People will use the term "phoneme" to refer to categorial analysis of sounds as "phones", namely discrete perceived categories of limited granularity. A different (and historically terminologically correct) view is that "phonemes" are a set of phones that potentially "contrast" in a language. On those grounds, aspirated and unaspirated voiceless stops of English are not distinct phonemes (ignoring problematic pairs like capitalistic and militaristic). Under either understanding of "phoneme", you can still compare across languages and you can say that Korean and Hindi are similar in both having a voiceless aspirated alveolar stop phoneme [tʰ], even though there will still be some measurable differences in the acoustic properties of these sounds. Unfortunately, there isn't much data available allowing us to compare acoustic similarity of nominally identical phones across languages. (My standard for a "much" comparison is the amount of non-quantitative transcriptional information available on the languages of the world).

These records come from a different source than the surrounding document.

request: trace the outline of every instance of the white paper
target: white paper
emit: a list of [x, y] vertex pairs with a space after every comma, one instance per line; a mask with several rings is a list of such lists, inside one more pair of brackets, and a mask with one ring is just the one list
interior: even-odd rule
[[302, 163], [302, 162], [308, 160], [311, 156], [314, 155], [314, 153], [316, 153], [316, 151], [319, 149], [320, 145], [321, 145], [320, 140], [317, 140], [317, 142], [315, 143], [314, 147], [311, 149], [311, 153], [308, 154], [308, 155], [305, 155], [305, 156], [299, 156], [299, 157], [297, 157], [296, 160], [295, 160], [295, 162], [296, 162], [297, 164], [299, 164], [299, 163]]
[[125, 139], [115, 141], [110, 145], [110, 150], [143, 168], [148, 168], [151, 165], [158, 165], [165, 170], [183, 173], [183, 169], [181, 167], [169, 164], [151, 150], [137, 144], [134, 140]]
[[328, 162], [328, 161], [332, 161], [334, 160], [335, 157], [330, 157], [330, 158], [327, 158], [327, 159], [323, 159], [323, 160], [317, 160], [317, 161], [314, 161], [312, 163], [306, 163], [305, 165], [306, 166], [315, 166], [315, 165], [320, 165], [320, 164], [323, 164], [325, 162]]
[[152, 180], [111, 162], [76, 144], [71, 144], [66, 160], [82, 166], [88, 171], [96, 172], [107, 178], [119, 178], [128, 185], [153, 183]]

There is a special problem in talking about the similarity of phonemes in the contrastive sense, which is that the properties of an abstract contrastive phoneme abstract away from properties that are not universal amongst the allophones. So in English, the voiceless bilabial stop /p/ is realized with aspirated phones and unaspirated phones -- but what are the properties of the phoneme? Is it aspirated, unaspirated, or not specified? There are many ideologies surrounding this question, for example there is an economy ideology that holds that underlying forms should minimize the number of properties available (which forces an analysis where /p/ is unspecified for aspiration). A competing ideology is based on rule-economy, holding that whatever system yields the simplest rules is the correct analysis, and this forces the analysis that /p/ is underlying unaspirated because stating the distribution of aspiration is formally simpler than stating the distribution of non-aspiration.
To answer your question, then, you would have to make an ideological decision about the properties of phonemes – do they constitute a special class of "unspecified" elements, or is their substance the same as that of phones? If you assume the latter approach, there is a fairly simple basis for comparing sounds in languages. In English, we have the phone(me)s s,θ; in Serbo-Croatian, French, Chinese and Makua there is s and no θ. These languages have sounds that are similar to θ, for example they have both s and t; they also have p which is somewhat similar, but less similar. By simply comparing the categorial properties of these phonemes, you could then arrive at a set of sounds that are "equally similar" to English /θ/. Makua is special in these languages in also having phonemes /t̪, t̪ʰ/, which is more similar to /θ/ than /t/ is (thus for Makua, the sounds that are "most similar" to English /θ/ would be /s/ and one of /t̪, t̪ʰ/).
So in fact, there is a computable answer to your question, provided you make the requisite assumptions about the standard of comparison, and provided that you get reliable information about the properties of the sounds in languages that you want to compare. There is an alternative approach of cross-linguistic experimental perceptual comparison, where you present speakers of language A with a sound X of language B and ask (indirectly) what sound X is most like. This would involve trillions of trillions of comparisons, and hasn't been done.